How to cache data in a MVC application

Reference the System.Web dll in your model and use System.Web.Caching.Cache

    public string[] GetNames()
    {
      string[] names = Cache["names"] as string[];
      if(names == null) //not in cache
      {
        names = DB.GetNames();
        Cache["names"] = names;
      }
      return names;
    }

A bit simplified but I guess that would work. This is not MVC specific and I have always used this method for caching data.

Here's a nice and simple cache helper class/service I use:

using System.Runtime.Caching;  

public class InMemoryCache: ICacheService
{
    public T GetOrSet<T>(string cacheKey, Func<T> getItemCallback) where T : class
    {
        T item = MemoryCache.Default.Get(cacheKey) as T;
        if (item == null)
        {
            item = getItemCallback();
            MemoryCache.Default.Add(cacheKey, item, DateTime.Now.AddMinutes(10));
        }
        return item;
    }
}

interface ICacheService
{
    T GetOrSet<T>(string cacheKey, Func<T> getItemCallback) where T : class;
}

Usage:

cacheProvider.GetOrSet("cache key", (delegate method if cache is empty));

Cache provider will check if there's anything by the name of "cache id" in the cache, and if there's not, it will call a delegate method to fetch data and store it in cache.

Example:

var products=cacheService.GetOrSet("catalog.products", ()=>productRepository.GetAll())

I'm referring to TT's post and suggest the following approach:

Reference the System.Web dll in your model and use System.Web.Caching.Cache

public string[] GetNames()
{ 
    var noms = Cache["names"];
    if(noms == null) 
    {    
        noms = DB.GetNames();
        Cache["names"] = noms; 
    }

    return ((string[])noms);
}

You should not return a value re-read from the cache, since you'll never know if at that specific moment it is still in the cache. Even if you inserted it in the statement before, it might already be gone or has never been added to the cache - you just don't know.

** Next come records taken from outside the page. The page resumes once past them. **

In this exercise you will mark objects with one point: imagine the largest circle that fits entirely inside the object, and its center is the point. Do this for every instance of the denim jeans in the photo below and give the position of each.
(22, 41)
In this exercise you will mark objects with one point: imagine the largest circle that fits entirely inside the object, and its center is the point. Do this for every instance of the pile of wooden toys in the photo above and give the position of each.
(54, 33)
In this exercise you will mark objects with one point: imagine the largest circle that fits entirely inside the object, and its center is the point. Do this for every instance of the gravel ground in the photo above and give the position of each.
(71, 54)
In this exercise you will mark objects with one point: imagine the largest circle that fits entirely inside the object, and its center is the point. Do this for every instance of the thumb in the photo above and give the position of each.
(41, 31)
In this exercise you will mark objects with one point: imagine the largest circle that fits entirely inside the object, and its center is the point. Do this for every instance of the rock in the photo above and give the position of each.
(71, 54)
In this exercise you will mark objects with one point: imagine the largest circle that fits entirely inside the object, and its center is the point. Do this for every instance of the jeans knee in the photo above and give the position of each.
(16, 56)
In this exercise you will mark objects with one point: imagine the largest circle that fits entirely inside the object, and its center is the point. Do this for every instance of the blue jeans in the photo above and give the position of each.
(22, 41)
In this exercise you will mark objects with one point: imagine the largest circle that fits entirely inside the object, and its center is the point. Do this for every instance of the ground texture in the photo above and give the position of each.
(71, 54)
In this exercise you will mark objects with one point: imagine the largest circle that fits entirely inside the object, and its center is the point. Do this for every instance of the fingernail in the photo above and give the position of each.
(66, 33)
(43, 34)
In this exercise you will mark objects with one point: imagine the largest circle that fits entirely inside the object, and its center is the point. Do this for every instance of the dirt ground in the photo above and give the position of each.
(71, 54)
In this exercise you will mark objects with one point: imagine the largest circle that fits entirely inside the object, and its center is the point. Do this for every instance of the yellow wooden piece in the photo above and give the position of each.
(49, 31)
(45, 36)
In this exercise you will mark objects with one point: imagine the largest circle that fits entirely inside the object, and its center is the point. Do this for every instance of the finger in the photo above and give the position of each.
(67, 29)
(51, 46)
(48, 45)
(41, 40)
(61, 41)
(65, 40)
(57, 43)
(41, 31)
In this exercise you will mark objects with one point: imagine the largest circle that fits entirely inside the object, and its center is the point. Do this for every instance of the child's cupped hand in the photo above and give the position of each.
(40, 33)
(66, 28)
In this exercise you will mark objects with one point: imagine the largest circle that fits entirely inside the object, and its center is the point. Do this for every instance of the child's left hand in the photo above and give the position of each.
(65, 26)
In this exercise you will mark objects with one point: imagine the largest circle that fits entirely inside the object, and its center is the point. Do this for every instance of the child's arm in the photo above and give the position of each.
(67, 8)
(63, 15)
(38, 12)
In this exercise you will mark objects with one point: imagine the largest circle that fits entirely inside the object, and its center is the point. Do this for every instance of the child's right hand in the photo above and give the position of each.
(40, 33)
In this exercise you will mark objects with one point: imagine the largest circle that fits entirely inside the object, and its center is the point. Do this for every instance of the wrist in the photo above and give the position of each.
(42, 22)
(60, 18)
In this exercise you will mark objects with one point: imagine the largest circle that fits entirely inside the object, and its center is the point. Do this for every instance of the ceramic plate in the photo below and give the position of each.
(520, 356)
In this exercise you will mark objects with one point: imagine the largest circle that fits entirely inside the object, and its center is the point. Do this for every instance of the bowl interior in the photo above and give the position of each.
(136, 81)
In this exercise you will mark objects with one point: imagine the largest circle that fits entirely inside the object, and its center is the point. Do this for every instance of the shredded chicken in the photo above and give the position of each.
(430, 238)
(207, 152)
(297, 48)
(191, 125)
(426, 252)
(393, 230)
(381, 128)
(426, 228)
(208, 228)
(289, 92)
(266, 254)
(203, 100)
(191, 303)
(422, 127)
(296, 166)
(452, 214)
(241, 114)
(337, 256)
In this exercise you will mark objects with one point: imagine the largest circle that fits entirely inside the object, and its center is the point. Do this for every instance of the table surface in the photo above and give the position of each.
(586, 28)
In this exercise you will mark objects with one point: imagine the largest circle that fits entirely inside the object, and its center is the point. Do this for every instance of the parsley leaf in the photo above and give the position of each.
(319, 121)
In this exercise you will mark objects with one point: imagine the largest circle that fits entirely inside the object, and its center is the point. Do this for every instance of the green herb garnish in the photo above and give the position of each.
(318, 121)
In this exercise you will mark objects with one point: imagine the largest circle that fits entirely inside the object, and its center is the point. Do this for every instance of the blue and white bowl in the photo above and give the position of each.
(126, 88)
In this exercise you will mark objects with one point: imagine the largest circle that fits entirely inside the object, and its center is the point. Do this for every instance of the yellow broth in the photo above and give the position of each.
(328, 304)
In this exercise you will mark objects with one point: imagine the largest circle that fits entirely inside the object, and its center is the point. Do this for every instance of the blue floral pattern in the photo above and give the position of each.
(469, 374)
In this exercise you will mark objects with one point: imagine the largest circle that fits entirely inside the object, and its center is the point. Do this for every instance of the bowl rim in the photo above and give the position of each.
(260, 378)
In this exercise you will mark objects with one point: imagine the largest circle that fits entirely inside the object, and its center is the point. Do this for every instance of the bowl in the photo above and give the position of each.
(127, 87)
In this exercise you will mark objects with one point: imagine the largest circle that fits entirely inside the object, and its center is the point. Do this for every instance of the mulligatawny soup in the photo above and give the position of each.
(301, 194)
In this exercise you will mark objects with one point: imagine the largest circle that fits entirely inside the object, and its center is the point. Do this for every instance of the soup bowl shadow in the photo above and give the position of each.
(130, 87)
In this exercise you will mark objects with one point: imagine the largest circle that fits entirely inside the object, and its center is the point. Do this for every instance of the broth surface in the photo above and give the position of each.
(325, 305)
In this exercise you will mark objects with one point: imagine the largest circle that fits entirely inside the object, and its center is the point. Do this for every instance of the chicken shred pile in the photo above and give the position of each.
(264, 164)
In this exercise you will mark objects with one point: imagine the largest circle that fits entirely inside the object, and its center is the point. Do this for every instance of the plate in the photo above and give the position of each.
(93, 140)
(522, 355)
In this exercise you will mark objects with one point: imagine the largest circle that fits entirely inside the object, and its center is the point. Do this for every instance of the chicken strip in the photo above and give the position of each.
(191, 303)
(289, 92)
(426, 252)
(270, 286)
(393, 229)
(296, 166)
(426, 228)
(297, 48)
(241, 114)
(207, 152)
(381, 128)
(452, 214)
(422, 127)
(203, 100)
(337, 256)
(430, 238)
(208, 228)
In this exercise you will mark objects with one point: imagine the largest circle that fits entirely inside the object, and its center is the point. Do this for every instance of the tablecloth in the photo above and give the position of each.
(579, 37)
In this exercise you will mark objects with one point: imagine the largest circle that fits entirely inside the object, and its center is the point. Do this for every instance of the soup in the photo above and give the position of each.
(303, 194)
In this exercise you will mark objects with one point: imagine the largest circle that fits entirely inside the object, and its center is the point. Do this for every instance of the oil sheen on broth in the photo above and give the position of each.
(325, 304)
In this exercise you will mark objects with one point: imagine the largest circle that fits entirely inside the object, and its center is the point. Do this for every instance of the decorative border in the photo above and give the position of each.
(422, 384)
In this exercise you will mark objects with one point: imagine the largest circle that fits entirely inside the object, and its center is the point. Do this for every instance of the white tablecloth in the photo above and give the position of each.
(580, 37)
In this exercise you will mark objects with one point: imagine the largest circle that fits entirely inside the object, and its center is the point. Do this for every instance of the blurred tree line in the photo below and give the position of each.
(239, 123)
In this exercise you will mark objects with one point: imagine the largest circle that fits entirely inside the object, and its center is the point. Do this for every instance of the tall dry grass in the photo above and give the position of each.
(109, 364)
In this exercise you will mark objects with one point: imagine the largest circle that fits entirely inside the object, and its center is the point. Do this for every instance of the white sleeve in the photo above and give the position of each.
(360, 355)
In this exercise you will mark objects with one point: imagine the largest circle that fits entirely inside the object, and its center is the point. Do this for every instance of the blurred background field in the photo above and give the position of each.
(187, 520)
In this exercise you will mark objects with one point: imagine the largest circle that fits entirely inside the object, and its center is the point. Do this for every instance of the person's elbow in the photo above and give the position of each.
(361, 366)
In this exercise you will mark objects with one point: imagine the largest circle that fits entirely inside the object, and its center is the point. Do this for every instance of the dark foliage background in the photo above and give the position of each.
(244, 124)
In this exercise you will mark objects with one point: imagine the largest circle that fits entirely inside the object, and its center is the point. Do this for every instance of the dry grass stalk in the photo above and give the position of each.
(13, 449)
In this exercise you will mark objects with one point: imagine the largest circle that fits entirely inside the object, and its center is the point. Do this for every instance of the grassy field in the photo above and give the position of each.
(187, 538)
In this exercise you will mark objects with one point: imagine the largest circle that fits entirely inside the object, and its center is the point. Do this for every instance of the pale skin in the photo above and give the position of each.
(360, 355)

So you add the data read from the database and return it directly, not re-reading from the cache.

For .NET 4.5+ framework

add reference: System.Runtime.Caching

add using statement: using System.Runtime.Caching;

public string[] GetNames()
{ 
    var noms = System.Runtime.Caching.MemoryCache.Default["names"];
    if(noms == null) 
    {    
        noms = DB.GetNames();
        System.Runtime.Caching.MemoryCache.Default["names"] = noms; 
    }

    return ((string[])noms);
}

In the .NET Framework 3.5 and earlier versions, ASP.NET provided an in-memory cache implementation in the System.Web.Caching namespace. In previous versions of the .NET Framework, caching was available only in the System.Web namespace and therefore required a dependency on ASP.NET classes. In the .NET Framework 4, the System.Runtime.Caching namespace contains APIs that are designed for both Web and non-Web applications.

More info:

• https://msdn.microsoft.com/en-us/library/dd997357(v=vs.110).aspx

• https://docs.microsoft.com/en-us/dotnet/framework/performance/caching-in-net-framework-applications

Steve Smith did two great blog posts which demonstrate how to use his CachedRepository pattern in ASP.NET MVC. It uses the repository pattern effectively and allows you to get caching without having to change your existing code.

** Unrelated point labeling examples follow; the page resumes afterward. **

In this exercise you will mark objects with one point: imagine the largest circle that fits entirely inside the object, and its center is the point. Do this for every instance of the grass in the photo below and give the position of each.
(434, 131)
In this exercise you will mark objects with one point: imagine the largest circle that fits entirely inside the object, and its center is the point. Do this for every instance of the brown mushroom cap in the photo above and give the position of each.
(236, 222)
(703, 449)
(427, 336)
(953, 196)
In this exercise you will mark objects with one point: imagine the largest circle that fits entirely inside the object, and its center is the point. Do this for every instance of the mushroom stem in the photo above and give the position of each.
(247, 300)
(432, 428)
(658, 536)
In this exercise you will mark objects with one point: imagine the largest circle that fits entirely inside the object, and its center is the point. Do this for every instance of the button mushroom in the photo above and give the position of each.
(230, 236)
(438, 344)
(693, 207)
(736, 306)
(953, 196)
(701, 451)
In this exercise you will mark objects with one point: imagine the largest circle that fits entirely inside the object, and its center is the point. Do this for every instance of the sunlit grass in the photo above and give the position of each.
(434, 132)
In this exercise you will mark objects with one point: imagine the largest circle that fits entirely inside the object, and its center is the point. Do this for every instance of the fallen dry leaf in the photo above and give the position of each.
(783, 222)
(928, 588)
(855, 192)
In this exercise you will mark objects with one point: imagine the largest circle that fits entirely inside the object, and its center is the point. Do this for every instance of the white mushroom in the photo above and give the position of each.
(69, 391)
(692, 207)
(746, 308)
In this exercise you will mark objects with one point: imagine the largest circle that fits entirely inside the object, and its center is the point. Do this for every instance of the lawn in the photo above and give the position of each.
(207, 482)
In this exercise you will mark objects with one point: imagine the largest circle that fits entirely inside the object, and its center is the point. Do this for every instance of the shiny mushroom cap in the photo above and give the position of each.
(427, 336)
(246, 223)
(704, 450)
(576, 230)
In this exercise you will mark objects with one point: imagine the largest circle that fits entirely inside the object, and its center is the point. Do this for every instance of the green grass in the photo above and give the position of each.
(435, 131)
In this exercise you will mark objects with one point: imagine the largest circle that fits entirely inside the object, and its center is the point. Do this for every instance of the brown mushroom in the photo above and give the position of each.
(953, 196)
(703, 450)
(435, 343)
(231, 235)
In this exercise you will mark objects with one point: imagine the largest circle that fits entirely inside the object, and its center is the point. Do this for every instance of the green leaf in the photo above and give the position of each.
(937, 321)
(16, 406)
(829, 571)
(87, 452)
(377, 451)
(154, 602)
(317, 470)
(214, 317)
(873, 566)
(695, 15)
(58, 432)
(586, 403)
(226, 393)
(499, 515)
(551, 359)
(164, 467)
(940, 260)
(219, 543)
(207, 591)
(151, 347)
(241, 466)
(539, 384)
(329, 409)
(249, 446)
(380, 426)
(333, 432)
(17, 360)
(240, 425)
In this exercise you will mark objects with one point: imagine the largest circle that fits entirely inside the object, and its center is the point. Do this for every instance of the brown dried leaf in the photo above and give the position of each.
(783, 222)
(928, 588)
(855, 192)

http://ardalis.com/Introducing-the-CachedRepository-Pattern

http://ardalis.com/building-a-cachedrepository-via-strategy-pattern

In these two posts he shows you how to set up this pattern and also explains why it is useful. By using this pattern you get caching without your existing code seeing any of the caching logic. Essentially you use the cached repository as if it were any other repository.

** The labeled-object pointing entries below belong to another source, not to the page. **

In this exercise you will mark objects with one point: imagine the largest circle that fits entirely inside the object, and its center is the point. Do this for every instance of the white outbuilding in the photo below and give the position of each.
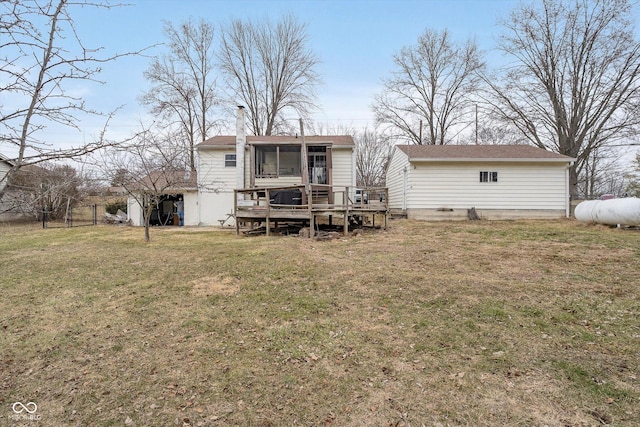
(440, 182)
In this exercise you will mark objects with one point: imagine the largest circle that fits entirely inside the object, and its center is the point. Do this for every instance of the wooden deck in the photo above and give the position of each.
(307, 204)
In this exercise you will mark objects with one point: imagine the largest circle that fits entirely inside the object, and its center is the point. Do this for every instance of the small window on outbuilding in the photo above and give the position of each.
(487, 176)
(229, 160)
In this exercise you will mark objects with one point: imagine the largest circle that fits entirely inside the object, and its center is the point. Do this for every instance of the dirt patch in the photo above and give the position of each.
(214, 285)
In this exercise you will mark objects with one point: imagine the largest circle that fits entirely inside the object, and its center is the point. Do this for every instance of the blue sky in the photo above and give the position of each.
(354, 40)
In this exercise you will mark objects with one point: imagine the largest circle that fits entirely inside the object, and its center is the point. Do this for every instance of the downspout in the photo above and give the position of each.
(567, 196)
(241, 140)
(405, 173)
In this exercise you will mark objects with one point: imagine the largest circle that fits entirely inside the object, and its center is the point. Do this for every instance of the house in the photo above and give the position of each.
(174, 188)
(499, 181)
(228, 163)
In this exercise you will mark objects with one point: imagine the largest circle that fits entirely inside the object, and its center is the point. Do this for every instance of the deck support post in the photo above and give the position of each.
(235, 211)
(266, 193)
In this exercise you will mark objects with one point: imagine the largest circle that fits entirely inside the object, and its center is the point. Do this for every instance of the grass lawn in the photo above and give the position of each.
(525, 323)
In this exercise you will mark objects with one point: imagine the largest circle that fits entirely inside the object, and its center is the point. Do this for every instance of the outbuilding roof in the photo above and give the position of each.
(230, 140)
(500, 153)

AppFabric Caching is distributed and an in-memory caching technic that stores data in key-value pairs using physical memory across multiple servers. AppFabric provides performance and scalability improvements for .NET Framework applications. Concepts and Architecture

I have used it in this way and it works for me. https://msdn.microsoft.com/en-us/library/system.web.caching.cache.add(v=vs.110).aspx parameters info for system.web.caching.cache.add.

public string GetInfo()
{
     string name = string.Empty;
     if(System.Web.HttpContext.Current.Cache["KeyName"] == null)
     {
         name = GetNameMethod();
         System.Web.HttpContext.Current.Cache.Add("KeyName", name, null, DateTime.Noew.AddMinutes(5), Cache.NoSlidingExpiration, CacheitemPriority.AboveNormal, null);
     }
     else
     {
         name = System.Web.HttpContext.Current.Cache["KeyName"] as string;
     }

      return name;

}

Extending @Hrvoje Hudo's answer...

Code:

using System;
using System.Runtime.Caching;

public class InMemoryCache : ICacheService
{
    public TValue Get<TValue>(string cacheKey, int durationInMinutes, Func<TValue> getItemCallback) where TValue : class
    {
        TValue item = MemoryCache.Default.Get(cacheKey) as TValue;
        if (item == null)
        {
            item = getItemCallback();
            MemoryCache.Default.Add(cacheKey, item, DateTime.Now.AddMinutes(durationInMinutes));
        }
        return item;
    }

    public TValue Get<TValue, TId>(string cacheKeyFormat, TId id, int durationInMinutes, Func<TId, TValue> getItemCallback) where TValue : class
    {
        string cacheKey = string.Format(cacheKeyFormat, id);
        TValue item = MemoryCache.Default.Get(cacheKey) as TValue;
        if (item == null)
        {
            item = getItemCallback(id);
            MemoryCache.Default.Add(cacheKey, item, DateTime.Now.AddMinutes(durationInMinutes));
        }
        return item;
    }
}

interface ICacheService
{
    TValue Get<TValue>(string cacheKey, Func<TValue> getItemCallback) where TValue : class;
    TValue Get<TValue, TId>(string cacheKeyFormat, TId id, Func<TId, TValue> getItemCallback) where TValue : class;
}

Examples

Single item caching (when each item is cached based on its ID because caching the entire catalog for the item type would be too intensive).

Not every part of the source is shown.